[✔Terminada]
Ella lo tenía todo.
Le iba bien en las clases.
Tenía un lindo novio.
Muchos seguidores en Instagram.
Su mejor amiga era la más popular de la universidad.
Él... No tenía casi nada.
Ella publicó un post.
Él le comentó.
Ella escuchaba...
Recuerdo que, tiempo después que papá se fuera de mi vida, empecé a ver lo reconfortante que era estar sola en mi habitación, donde tenía el poder de dicidir si era la princesa, el dragón, la gentuza o el caballero de brillante armadura de mi propia historia. Tal vez era muy pequeña para entender el significado que esto tenía, a veces le damos mucha importancia a cosas u momentos y luego es que reflexionamos en ello.
Para una niña de siete años su habitación no era más que su lugar de juegos, aquel donde sus mejores amigos la esperaban siempre después del almuerzo para jugar. Ahora de grande, esos amigos no están. Se fueron con la niña que solía ser, ahora, en su lugar están los demonios. Aquellos recuerdos tristes que están en lucha constante con los ángeles, que son mis momentos felices allí.

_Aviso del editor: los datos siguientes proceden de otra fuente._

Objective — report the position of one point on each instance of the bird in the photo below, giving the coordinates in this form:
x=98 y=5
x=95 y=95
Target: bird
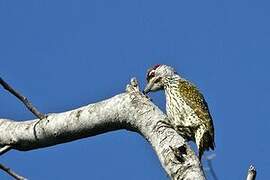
x=186 y=107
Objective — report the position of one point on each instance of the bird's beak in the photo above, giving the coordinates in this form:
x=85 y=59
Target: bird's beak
x=148 y=87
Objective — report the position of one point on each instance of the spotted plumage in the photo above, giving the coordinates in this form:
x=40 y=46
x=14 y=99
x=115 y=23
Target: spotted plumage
x=185 y=106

La habitación se transforma, aunque a veces no lo notemos. Se acopla a nuestro estado de ánimo, si estamos tristes, nuestra cama y aquella almohada donde hemos derramado tantas lágrimas nos estarán esperando con los brazos abiertos diciéndote: "ven, estamos aquí ".
Pero, si estás feliz, la luz, la energía, aquel cepillo para el cabello que usamos de micrófono te dirá: " hey ¿vamos a cantar un rato?"
Sé que muchos piensan igual; en nuestra habitación nos sentimos a salvo, es allí el único lugar donde controlamos todo lo que nos pasa. En donde las paredes encierran y guardan muchos momentos, unos felices, otros no tanto. Una casa puede tener mucho significado, pero sobre todo lo tiene la habitación dónde se compartió toda una vida.
Cualquiera te puede invitar a su casa, y sí, te está brindando una confianza especial, pero cuando te llevan a su habitación (y no hablo de llevarte a hacer +18) te está dejando ver algo más: su territorio, su orden y desorden.
En una simple habitación también se pueden encerrar horribles momentos que es mejor olvidar y nunca volver a recordar.
Por lo cual, la perspectiva que tengamos del espacio, dependerá de cada uno.
Recordemos esto cada vez que alguien nos invite a pasar, porque allí, nos está abriendo paso a su alma, su corazón y su mente. Nos está dando la oportunidad de ver una parte de sí, así que es mejor aprovecharla y guardar con nosotros los secretos que esas paredes nos susurran.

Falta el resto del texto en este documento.